In a joint statement Brazilian President Dilma Rousseff and U.S. President Barack Obama have laid out concrete actions and targets for combating climate change. As part of the agreement, announced during recent Rousseff’s visit to Washington, D.C., Brazil’s government has committed to restoring 12 million hectares (more than 46,000 square miles) of forest by 2030, further pledging to increase the share of non-hydropower renewables in its electricity generation mix to 20% during the same time frame.
But does the plan go far enough? Although the agreement explicitly sets out to eliminate illegal deforestation, critics contend that it falls short by failing to express a further commitment to zero deforestation. Still, data on the extent of illegal logging underscores that even Brazil’s measured pledge could make a significant impact.

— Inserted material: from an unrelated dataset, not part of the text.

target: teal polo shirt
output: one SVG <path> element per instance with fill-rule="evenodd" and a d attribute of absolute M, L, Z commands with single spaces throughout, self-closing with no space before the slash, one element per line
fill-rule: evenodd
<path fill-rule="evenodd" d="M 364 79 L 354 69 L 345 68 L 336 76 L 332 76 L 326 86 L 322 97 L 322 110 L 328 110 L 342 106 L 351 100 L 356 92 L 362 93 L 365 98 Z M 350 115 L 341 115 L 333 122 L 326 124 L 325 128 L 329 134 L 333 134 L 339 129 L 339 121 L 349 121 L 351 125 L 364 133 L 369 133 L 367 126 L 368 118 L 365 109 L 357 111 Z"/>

Brazil’s new commitment to pursue policies aimed at eliminating illegal deforestation is an important first step towards saving the Amazon. It also has global implications, because Forest Trends research shows that, worldwide, 49% of all deforestation is illegal, and that “enforcing the law” is easier said than done. The United States and the rest of the world could support Brazil in reaching its own goals as exemplified in its own laws and regulations, such as by refusing to purchase agricultural commodities which have been grown on land that has been illegally deforested.
Most deforestation around the world is driven by commercial agriculture, and illegal deforestation produces an estimated 1.5 gigatonnes of carbon dioxide emissions each year – equivalent to 25% of the EU’s annual fossil fuel-based emissions. Consequently, illegal deforestation significantly undermines national and international efforts to mitigate climate change.
In Brazil, where cattle and soy have been the main drivers of deforestation, up to 90 percent of Amazonian deforestation was categorized as illegal between 2000 and 2012. Much of the illegal activity occurred prior to 2004, before the Brazilian government instituted much-lauded reforms to conserve forests. Since 2005, the country has reportedly reduced its carbon emissions by 41 percent and achieved an 85 percent reduction in deforestation-related emissions between 2005 and 2012. Actions to address rampant illegal conversion were some of the most important drivers of this success.
Reducing 90% of illegal deforestation with existing laws, regulations, and tools is imperative. Addressing the rest will require that the Brazilian government exercise its sovereignty to develop and mobilize new tools, such as landscape planning.
So although Brazil’s pledge left some dissatisfied by failing to incorporate zero deforestation, its goal of curbing illegal deforestation, particularly in the Amazon, is undoubtedly a step in the right direction. It remains to be seen whether that commitment is feasible in the near future and if it can be achieved through more robust enforcement of existing laws alone.